Causality-oriented robustness: exploiting general noise interventions
Xinwei Shen, Peter Bühlmann, Armeen Taeb
TL;DR
This work addresses prediction under distribution shifts by introducing Distributional Robustness via Invariant Gradients (DRIG), a causality-oriented robustness framework. DRIG regularizes ERM to align gradient behavior across environments, interpolating between in-distribution performance and causal robustness, and generalizing anchor regression to arbitrary noise interventions. The authors provide theoretical guarantees in linear SCMs, connect DRIG to causal parameters, and extend it with semi-supervised variants DRIG-A and DRIG-A+ for adapting to target distributions.
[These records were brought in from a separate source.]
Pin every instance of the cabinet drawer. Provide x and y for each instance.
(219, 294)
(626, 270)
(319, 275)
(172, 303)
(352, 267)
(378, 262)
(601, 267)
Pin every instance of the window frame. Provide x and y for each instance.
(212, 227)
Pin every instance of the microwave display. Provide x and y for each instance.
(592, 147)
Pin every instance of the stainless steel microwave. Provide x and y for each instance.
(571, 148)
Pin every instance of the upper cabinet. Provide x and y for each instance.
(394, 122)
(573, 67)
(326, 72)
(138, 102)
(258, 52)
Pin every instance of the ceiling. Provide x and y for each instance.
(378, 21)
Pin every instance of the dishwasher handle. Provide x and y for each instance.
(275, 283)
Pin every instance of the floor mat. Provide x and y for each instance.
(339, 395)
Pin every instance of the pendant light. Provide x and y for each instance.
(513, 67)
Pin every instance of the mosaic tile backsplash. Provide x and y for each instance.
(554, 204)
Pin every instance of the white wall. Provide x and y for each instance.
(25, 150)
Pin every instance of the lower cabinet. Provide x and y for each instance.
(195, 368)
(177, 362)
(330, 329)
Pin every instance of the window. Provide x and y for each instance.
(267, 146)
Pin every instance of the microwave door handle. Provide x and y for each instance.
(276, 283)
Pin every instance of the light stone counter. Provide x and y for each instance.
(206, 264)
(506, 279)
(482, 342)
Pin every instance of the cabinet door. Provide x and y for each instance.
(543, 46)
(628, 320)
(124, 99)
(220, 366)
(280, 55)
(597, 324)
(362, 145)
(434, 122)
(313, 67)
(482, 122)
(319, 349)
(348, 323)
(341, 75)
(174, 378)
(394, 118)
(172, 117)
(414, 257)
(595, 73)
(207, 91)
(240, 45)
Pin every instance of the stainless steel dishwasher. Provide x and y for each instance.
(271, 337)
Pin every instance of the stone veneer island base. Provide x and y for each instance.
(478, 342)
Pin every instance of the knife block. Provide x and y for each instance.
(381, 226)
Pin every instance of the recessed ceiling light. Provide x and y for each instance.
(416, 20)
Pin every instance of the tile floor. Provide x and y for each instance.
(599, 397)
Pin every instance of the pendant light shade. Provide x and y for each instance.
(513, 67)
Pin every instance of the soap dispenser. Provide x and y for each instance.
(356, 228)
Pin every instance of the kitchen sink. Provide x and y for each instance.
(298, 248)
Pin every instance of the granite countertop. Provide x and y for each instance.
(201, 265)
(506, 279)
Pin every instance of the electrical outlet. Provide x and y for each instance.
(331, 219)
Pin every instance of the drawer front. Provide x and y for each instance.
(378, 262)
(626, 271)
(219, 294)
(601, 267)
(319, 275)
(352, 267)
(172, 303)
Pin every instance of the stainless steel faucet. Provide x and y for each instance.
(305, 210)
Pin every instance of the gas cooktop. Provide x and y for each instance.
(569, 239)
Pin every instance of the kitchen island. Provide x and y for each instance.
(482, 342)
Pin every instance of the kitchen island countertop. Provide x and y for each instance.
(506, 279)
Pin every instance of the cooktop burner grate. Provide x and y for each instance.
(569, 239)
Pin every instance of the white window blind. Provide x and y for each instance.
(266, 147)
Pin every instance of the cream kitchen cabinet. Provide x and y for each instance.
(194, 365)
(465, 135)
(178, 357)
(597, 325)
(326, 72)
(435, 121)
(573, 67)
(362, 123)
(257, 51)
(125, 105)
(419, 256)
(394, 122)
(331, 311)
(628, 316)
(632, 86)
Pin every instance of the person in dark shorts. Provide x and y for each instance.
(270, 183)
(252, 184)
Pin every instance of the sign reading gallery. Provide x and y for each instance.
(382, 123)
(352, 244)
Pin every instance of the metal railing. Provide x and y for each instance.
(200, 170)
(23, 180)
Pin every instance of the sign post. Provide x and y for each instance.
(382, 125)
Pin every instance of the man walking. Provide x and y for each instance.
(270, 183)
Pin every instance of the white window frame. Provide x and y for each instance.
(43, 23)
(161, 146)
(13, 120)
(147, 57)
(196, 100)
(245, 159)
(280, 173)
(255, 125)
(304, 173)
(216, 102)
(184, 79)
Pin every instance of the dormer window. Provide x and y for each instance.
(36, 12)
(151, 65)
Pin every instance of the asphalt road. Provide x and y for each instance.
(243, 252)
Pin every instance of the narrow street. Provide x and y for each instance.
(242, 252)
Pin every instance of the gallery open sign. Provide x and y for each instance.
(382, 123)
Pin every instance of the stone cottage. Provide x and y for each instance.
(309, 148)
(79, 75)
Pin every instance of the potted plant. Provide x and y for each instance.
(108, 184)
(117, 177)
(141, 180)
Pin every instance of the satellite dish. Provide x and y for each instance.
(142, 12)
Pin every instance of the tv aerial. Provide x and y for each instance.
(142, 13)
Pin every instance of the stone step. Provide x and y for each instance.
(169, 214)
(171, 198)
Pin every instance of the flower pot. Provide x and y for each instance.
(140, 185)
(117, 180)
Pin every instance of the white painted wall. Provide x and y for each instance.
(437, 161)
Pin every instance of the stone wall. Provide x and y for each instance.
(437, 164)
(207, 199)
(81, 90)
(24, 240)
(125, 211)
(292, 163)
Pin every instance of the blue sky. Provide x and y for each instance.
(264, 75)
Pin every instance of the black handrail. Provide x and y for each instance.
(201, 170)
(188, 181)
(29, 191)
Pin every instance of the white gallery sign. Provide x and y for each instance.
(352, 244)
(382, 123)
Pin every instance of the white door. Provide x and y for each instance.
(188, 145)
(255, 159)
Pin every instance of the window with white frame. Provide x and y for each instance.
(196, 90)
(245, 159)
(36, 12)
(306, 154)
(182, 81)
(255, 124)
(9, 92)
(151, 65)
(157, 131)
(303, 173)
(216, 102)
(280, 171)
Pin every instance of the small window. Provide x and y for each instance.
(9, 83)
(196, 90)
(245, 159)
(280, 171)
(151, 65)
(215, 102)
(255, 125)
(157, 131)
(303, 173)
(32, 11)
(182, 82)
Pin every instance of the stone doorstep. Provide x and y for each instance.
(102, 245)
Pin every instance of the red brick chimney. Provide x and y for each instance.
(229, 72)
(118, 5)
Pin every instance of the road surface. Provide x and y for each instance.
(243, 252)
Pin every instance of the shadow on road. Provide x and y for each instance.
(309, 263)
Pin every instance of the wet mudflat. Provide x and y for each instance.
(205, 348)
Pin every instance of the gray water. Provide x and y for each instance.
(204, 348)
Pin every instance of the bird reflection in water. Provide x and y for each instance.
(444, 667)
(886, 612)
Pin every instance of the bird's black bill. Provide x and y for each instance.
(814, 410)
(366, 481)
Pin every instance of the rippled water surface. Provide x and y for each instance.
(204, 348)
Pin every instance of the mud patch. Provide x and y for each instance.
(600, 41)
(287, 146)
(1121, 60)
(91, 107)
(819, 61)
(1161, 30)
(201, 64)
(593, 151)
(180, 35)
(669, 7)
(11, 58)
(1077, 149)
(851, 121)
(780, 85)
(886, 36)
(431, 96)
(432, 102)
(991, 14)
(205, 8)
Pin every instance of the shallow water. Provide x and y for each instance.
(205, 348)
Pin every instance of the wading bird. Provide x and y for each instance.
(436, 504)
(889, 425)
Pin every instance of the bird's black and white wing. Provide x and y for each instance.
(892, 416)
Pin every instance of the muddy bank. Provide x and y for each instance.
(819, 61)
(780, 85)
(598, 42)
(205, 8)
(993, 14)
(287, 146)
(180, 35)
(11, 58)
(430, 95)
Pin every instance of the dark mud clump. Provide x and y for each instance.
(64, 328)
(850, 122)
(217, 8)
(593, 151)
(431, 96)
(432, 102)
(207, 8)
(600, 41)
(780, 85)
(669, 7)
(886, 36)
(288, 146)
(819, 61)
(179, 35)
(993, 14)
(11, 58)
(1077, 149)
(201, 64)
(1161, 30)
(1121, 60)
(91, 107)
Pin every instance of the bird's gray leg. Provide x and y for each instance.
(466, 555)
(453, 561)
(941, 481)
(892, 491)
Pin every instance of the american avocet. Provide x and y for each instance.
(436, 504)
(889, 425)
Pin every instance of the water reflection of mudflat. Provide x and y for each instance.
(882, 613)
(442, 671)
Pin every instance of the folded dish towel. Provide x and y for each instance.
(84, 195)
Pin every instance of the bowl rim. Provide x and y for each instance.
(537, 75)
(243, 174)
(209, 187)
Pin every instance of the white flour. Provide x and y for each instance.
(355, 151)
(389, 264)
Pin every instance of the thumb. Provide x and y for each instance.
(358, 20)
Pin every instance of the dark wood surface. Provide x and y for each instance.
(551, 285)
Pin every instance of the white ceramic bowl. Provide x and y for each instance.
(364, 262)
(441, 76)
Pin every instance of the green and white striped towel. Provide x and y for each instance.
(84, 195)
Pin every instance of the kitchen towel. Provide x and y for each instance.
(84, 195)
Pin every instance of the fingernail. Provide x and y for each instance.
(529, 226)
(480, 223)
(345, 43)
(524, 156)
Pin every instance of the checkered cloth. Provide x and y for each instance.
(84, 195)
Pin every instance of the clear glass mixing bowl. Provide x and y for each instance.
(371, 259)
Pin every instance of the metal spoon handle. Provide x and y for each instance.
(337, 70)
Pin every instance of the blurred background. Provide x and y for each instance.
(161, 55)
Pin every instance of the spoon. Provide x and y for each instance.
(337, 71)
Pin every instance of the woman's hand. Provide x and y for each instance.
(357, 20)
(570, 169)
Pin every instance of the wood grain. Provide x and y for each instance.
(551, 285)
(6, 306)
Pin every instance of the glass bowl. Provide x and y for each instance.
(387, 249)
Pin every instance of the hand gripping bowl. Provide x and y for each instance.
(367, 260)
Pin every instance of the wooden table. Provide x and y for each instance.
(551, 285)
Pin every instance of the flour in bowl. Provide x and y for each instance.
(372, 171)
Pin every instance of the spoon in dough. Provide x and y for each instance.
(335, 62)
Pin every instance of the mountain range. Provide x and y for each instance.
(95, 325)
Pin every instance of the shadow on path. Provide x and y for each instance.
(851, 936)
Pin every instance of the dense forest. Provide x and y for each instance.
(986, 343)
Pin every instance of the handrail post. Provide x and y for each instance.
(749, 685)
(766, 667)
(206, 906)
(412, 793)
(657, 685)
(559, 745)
They validate the approach on synthetic data, single-cell perturbation data, and ICU health records, demonstrating improved worst-case robustness and practical applicability. The results highlight a trade-off between predictive accuracy and causality, with DRIG offering a tunable, data-driven path toward robust, real-world predictions.
Abstract
Since distribution shifts are common in real-world applications, there is a pressing need to develop prediction models that are robust against such shifts. Existing frameworks, such as empirical risk minimization or distributionally robust optimization, either lack generalizability for unseen distributions or rely on postulated distance measures. Alternatively, causality offers a data-driven and structural perspective to robust predictions. However, the assumptions necessary for causal inference can be overly stringent, and the robustness offered by such causal models often lacks flexibility. In this paper, we focus on causality-oriented robustness and propose Distributional Robustness via Invariant Gradients (DRIG), a method that exploits general noise interventions in training data for robust predictions against unseen interventions, and naturally interpolates between in-distribution prediction and causality. In a linear setting, we prove that DRIG yields predictions that are robust among a data-dependent class of distribution shifts. Furthermore, we show that our framework includes anchor regression as a special case, and that it yields prediction models that protect against more diverse perturbations. We establish finite-sample results and extend our approach to semi-supervised domain adaptation to further improve prediction performance. Finally, we empirically validate our methods on synthetic simulations and on single-cell and intensive health care datasets.